Telle fut la façon dont je me reposai, jusqu’au retour du messager. Cluny, rapporta-t-il, désirait nous voir ; il nous fallut nous relever et repartir. Alan était d’excellente humeur, son somme l’avait remis, il avait très faim, et envisageait agréablement la perspective d’un coup à boire et d’un plat de collops[31] chauds dont le messager lui avait dit deux mots. Pour ma part, la seule mention de nourriture me donnait la nausée. À ma mortelle fatigue s’ajoutait à présent une sorte de légèreté vertigineuse qui ne me permettait pas de marcher. J’allais tout de travers, comme un ivrogne ; le sol me semblait inconsistant comme une nuée, les montagnes légères comme des plumes, et l’air, plein de remous comme un torrent, m’emportait de çà de là. Enfin, une sorte d’effroi désespéré m’accablait, et j’aurais pleuré de me sentir en cet état.

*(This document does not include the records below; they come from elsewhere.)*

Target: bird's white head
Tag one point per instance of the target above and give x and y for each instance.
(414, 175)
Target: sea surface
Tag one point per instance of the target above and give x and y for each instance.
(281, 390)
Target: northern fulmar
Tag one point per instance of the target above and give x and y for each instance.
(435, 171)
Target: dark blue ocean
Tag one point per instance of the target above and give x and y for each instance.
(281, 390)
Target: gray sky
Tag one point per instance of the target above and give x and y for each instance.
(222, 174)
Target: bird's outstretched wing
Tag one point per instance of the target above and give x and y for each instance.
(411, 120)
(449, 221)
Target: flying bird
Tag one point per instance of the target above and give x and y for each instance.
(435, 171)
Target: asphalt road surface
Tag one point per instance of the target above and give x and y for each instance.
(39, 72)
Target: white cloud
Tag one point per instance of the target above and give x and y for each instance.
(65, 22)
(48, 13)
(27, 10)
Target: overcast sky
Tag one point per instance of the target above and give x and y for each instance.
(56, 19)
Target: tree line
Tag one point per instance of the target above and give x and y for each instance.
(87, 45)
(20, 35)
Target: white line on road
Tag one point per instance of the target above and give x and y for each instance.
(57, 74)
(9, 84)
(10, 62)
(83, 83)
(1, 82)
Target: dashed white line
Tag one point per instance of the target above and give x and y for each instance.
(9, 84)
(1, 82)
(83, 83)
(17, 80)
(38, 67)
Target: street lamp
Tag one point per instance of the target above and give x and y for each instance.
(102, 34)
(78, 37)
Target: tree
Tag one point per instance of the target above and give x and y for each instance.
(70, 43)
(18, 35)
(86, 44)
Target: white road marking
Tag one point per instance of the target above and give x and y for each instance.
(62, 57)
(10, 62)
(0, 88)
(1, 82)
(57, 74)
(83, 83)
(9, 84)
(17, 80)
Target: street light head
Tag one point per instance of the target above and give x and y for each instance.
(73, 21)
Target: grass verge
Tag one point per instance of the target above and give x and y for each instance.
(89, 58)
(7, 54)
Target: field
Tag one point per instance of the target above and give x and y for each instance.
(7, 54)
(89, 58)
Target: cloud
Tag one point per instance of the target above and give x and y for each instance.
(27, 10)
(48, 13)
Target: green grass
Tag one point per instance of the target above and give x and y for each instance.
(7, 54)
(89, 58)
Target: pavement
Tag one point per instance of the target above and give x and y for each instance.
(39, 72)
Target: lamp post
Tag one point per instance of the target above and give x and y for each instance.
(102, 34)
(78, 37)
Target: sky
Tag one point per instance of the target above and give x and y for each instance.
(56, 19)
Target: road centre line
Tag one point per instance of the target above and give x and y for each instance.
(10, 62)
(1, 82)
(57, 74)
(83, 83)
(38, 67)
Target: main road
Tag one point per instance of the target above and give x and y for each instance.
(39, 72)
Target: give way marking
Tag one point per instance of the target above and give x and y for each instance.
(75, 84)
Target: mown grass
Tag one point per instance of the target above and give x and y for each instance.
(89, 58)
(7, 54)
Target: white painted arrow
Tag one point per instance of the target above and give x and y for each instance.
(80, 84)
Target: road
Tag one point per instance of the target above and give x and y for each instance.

Je vis Alan froncer les sourcils en me regardant ; et, le croyant fâché, j’éprouvai, à l’instar d’un enfant, une crainte irraisonnée. Je me rappelle aussi que je souriais, et ne parvenais pas à ne plus sourire, malgré tous mes efforts, car je sentais cette manifestation déplacée. Mais mon excellent compagnon n’avait dans l’esprit que bonté à mon égard ; deux des hommes me prirent sous les bras, et je fus emporté à une allure rapide (ou du moins qui me parut telle, car elle devait être assez modérée, en fait) à travers un dédale de torrents à sec et de ravins, au cœur de cette mélancolique montagne de Ben Adler.


XXIII. La Cage de Cluny

Nous arrivâmes enfin au bas d’un bois excessivement abrupt, qui escaladait la pente rocailleuse d’une montagne couronnée par une falaise nue.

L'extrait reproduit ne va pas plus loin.